House members then quickly formulated and passed the temporary doc fix bill, including, to the surprise of some observers, a delay in the ICD-10-CM deadline.

ICD-9-CM codes are designed to provide much more specific reporting of diagnoses than the now-used ICD-9-CM code set. There are approximately 70,000 ICD-10-CM codes, compared with approximately 14,000 ICD-9-CM codes. Implementation is considered a challenge by some practitioners. The U.S. Centers for Medicare & Medicaid Services (CMS) recommends health care practice phase-in use of the ICD-10 codes over at least a nine-month period.

Under the SGR fee-setting formula, Medicare physicians were to see reimbursements cut 24 percent on January 1, 2014. However, Congress late last year passed a temporary “pay patch” bill, providing a 0.5% increase through March 31.

The SGR was added to the Medicare fee-setting formula under the federal Balanced Budget Act of 1997 in an effort to curb growing Medicare costs. The statistic is used to tie Medicare cost increases to the Gross Domestic Product. However, instead of limiting annual Medicare Part B reimbursements, the revised formula has prompted the U. S. Centers for Medicare and Medicaid Services (CMS) to annually propose increasingly steep reimbursements cuts. During all but 1 year, Congress has intervened at the last minute to either freeze or nominally increase Medicare pay rates.
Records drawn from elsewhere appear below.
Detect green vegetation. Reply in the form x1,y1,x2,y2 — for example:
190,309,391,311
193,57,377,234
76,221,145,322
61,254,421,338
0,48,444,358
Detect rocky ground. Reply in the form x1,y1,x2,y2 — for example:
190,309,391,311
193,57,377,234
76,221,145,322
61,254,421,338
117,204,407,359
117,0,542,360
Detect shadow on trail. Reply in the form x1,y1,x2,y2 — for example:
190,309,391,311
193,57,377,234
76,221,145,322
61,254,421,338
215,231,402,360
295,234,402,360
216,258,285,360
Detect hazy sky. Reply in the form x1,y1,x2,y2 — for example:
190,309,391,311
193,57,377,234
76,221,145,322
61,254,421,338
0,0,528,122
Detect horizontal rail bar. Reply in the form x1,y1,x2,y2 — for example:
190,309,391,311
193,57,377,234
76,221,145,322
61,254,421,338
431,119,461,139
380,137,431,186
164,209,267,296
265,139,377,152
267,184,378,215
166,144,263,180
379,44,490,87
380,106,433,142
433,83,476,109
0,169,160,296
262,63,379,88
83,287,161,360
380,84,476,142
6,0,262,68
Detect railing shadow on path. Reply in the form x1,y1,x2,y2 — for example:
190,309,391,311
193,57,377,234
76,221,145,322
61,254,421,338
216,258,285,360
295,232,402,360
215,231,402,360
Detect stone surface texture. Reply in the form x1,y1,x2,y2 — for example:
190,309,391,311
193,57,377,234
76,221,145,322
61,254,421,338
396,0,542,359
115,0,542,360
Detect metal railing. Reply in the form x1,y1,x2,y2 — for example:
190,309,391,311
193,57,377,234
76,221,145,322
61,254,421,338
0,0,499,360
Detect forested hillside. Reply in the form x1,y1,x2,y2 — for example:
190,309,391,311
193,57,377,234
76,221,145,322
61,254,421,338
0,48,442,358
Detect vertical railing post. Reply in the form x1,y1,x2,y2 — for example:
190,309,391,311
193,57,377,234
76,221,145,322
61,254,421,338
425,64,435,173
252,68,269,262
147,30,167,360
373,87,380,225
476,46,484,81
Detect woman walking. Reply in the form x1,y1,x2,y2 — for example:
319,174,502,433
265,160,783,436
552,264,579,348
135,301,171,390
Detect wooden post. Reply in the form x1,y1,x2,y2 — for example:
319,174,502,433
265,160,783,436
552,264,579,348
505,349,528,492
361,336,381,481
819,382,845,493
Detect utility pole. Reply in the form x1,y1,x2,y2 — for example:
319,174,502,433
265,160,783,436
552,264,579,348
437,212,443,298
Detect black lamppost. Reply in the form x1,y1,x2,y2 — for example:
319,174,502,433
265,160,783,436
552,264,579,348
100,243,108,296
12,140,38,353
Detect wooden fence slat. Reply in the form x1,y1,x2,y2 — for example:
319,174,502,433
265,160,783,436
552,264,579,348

The SGR repeal would cost $138 billion over the next 10 years, according to the Congressional Budget Office (CBO). House Republicans had hoped to partially offset that cost by delaying the ACA individual mandate, a step that would save about $9 billion over the same period, according to the CBO. Sen Wyden   proposed covering the cost with savings in military spending as the U.S. draws down forces in Afghanistan.

The new doc fix bill now give lawmakers another year to find funding to cover permanent repeal of the SGR.